Reflecting on her time working with EMAS, she said:
"It's been an absolutely wonderful chapter in my NHS career, full of opportunities and I have worked with amazing people along the way."
Rita purchased a caravan during the last lockdown (she called it Rhoda as it was purchased from a refund from a cancelled holiday to Rhodes). The plan for her retirement is to tour some of the beautiful English countryside when the current lockdown has ended.
While no-one could have ever factored in COVID-19 as part of their retirement, Rita is taking it all in her stride, adding:
“It’s just an unprecedented situation at the moment and while I’d love to be able to start enjoying the getaways, I know it's important that we continue to do the right thing to protect the NHS and save lives, so I will be staying at home and staying put for as long as it takes.
“Hope is definitely on the horizon and all we can do is keep our fingers crossed and remain patient while the NHS continues to work hard in its rollout of the vaccination programme.”
While Rita will now have more time to pursue her passions in life, she has decided to work with us on a part-time basis until March in order to support her colleagues with finalising important training modules.
Kerry Gulliver, Director of Human Resources and Organisational Development at EMAS said:
"I would like to take this opportunity to thank Rita for her many years of hard work and for the enormous contribution she has made, especially within the Education Team.

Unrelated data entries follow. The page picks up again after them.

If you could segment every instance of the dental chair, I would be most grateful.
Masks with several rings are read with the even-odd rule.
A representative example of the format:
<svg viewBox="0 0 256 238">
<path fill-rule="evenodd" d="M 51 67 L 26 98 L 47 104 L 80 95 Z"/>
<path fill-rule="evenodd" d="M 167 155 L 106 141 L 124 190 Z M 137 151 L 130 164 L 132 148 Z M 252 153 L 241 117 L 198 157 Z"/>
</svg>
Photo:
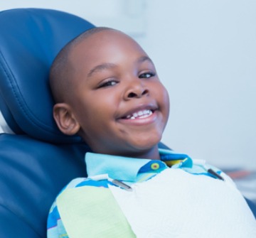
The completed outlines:
<svg viewBox="0 0 256 238">
<path fill-rule="evenodd" d="M 36 9 L 0 12 L 0 237 L 45 238 L 50 205 L 69 181 L 86 175 L 90 151 L 58 129 L 48 71 L 59 50 L 94 26 Z"/>
<path fill-rule="evenodd" d="M 0 237 L 46 237 L 56 195 L 84 177 L 87 146 L 59 132 L 48 82 L 58 51 L 94 27 L 53 10 L 0 12 Z"/>
</svg>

"Rita is a dedicated and hardworking professional who has been inspirational to many of her colleagues and students by sharing her clinical expertise with many clinicians throughout her years at EMAS.
"The clinical education team at EMAS will truly miss her and would like to both recognise her unwavering contribution, whilst also wishing her a restful and enjoyable retirement.
"On behalf of the HR, the OD Directorate and the whole of EMAS, our very best wishes go to Rita."